The new metric to watch is the repeat visitor and the exit. More returning visits = higher interest. Exiting (not bouncing) on VDP and VLPs = assumptive action. Exiting on map pages = assumptive action. Exiting on the homepage = assumptive action too (usually a phone call).
Your job is not to convert the first time visitor; it is to give them a reason to come back. And then you need to provide them with enough quality content to make them want to drive to you. This alone is a MASSIVE departure from how most sites are currently built.
- Don't have real pictures of your new cars.... no bueno.
- Don't have every single used car photographed... no bueno.
- Don't have the vehicles options clearly defined/described... no bueno.
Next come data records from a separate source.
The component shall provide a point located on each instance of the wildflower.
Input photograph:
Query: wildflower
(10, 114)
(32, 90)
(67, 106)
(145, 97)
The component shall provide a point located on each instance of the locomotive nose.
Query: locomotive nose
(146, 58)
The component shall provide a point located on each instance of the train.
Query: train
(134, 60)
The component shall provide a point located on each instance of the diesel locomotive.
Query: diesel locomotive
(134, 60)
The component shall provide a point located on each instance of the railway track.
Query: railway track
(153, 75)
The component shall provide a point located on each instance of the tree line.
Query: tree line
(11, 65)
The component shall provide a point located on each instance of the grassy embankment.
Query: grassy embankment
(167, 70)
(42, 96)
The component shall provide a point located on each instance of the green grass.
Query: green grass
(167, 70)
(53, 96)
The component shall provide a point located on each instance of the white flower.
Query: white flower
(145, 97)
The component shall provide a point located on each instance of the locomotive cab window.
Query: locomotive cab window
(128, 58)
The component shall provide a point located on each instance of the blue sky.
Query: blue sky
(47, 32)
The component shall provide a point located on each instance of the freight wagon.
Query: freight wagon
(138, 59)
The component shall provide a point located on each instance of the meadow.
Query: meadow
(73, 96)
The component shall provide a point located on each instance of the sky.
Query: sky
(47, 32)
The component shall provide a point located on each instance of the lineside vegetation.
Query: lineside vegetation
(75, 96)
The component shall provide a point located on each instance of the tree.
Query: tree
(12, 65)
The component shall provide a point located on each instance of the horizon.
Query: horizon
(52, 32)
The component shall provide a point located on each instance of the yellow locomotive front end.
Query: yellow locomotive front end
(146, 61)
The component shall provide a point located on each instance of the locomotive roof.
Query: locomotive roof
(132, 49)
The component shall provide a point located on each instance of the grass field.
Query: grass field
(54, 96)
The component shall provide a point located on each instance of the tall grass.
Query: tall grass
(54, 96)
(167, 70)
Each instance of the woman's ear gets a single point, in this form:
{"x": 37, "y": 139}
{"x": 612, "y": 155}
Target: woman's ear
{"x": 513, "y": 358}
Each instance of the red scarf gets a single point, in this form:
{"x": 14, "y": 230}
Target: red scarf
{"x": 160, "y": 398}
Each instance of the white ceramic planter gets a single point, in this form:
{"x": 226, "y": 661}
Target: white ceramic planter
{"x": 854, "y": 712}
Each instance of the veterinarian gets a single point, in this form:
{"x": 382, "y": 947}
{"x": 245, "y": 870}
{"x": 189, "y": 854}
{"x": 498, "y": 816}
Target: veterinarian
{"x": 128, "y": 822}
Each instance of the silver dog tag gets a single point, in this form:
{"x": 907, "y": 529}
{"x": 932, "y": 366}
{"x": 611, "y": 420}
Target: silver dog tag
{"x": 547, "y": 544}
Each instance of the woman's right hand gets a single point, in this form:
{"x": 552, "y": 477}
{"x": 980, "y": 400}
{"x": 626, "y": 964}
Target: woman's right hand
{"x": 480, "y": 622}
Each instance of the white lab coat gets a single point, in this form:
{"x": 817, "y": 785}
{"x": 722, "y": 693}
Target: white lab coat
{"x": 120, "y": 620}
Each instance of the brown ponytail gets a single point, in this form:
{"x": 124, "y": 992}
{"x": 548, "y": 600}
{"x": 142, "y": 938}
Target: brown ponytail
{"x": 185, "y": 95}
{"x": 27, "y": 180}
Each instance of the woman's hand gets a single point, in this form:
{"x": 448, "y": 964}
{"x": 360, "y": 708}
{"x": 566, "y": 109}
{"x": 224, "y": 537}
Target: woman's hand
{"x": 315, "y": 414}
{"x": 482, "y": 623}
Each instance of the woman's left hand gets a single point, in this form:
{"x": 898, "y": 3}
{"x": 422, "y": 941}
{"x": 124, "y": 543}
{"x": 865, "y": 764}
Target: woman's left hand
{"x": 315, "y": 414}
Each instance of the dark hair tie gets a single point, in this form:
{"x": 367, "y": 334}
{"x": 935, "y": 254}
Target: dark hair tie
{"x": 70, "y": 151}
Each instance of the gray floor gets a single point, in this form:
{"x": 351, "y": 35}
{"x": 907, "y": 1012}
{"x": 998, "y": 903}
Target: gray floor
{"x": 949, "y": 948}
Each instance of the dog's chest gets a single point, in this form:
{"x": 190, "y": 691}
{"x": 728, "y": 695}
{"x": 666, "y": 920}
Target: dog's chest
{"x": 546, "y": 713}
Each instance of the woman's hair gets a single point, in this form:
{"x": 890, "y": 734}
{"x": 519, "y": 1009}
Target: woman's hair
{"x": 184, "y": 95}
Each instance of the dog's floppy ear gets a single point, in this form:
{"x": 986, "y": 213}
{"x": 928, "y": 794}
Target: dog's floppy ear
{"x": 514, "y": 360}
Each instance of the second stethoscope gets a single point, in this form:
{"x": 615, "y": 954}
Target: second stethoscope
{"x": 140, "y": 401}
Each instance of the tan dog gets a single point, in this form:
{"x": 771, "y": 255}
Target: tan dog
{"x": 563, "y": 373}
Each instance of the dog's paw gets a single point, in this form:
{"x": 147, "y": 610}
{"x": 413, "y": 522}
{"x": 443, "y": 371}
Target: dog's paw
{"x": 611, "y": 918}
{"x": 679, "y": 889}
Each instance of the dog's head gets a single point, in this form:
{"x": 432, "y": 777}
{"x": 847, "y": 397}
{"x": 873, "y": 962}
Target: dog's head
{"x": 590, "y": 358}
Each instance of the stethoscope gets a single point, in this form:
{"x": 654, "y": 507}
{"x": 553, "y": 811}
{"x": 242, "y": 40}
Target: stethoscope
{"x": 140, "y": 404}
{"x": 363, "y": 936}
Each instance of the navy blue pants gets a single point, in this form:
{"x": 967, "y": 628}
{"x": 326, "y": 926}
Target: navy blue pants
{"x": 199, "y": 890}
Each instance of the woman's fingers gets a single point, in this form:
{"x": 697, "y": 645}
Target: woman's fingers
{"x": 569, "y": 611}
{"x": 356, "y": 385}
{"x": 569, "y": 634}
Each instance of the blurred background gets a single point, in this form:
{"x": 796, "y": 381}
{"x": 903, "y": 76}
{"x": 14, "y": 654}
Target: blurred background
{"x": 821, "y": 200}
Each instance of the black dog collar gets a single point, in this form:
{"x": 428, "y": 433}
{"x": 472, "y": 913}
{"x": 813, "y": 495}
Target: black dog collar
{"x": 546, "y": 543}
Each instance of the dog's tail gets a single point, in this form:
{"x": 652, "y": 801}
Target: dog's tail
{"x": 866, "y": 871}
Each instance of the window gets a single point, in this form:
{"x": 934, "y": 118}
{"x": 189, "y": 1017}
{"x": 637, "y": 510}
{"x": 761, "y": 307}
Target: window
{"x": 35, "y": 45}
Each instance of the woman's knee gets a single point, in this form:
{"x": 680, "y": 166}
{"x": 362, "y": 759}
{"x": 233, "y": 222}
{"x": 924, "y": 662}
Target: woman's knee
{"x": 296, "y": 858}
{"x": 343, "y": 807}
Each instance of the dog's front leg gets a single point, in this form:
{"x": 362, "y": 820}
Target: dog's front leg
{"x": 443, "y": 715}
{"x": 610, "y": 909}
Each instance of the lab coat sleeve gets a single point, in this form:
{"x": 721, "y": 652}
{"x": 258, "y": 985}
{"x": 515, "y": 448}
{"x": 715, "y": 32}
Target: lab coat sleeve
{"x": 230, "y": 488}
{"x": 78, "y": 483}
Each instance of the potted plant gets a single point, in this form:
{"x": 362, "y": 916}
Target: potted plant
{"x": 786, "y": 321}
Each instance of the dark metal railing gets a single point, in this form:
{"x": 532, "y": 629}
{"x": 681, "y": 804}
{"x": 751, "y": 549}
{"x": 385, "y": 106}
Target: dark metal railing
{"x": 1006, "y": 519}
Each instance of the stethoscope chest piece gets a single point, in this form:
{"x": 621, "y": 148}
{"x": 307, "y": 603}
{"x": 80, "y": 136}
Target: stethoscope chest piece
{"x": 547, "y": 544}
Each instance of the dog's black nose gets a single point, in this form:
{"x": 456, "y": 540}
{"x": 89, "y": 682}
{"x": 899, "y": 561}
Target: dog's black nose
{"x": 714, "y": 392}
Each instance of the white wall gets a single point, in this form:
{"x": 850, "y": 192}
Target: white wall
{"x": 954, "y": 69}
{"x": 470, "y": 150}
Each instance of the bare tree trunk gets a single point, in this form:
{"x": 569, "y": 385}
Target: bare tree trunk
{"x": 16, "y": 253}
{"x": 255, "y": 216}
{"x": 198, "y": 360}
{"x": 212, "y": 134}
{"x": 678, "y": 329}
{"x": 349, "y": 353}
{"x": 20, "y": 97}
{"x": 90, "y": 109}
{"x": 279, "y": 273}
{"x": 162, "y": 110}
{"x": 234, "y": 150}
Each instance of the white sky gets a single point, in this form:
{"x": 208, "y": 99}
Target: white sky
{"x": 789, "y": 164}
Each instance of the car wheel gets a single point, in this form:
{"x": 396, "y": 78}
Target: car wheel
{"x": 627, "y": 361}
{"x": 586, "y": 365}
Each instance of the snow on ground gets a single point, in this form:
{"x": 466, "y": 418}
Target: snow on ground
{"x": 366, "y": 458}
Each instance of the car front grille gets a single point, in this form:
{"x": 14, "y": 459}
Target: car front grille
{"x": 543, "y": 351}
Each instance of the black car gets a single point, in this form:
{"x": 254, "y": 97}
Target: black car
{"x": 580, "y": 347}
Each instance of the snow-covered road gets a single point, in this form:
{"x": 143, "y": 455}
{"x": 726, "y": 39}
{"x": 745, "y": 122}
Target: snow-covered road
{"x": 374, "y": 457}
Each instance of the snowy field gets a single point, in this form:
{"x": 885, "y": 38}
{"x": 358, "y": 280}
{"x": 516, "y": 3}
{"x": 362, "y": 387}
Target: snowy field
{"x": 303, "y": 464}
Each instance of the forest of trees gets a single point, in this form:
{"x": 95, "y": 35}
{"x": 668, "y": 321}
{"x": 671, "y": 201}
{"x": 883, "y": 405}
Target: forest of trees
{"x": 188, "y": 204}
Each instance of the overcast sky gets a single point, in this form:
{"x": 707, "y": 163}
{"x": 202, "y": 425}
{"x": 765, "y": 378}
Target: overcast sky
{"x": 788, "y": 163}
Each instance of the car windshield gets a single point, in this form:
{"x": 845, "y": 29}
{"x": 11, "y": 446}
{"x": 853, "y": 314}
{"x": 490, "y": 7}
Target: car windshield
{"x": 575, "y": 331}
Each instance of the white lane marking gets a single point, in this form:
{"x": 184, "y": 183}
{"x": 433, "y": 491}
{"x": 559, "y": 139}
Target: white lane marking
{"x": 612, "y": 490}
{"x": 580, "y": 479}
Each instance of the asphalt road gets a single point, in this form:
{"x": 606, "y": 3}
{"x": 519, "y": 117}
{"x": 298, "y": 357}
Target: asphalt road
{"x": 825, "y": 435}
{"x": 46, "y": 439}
- Not showing incentives... no bueno.
- Not reiterating OEM programs (Season of Audi for example)... no bueno.
- Pricing all new cars at MSRP... excusable only if your entire marketplace is doing it.
- Comments... jury is still out, but they're excellent when well written to convey who you are and what the product is... no automated cheese.
These are just a few things to get started on. But if you are capable of taking your head out of the car business and thinking like a retailer (what do you expect to see when you buy things online?) this starts to become common sense. Unfortunately, I had to hop out of the dealership to figure things out because my head was only wired for "how to shove the customer through our process."
Then you strive to find your return and exit benchmarks while watching the floor like a hawk! You'll need to watch the floor-up count....not the sales. If you focus too deeply (from an Internet department perspective) on the sales count you might short change your effort by the floor staff performing poorly.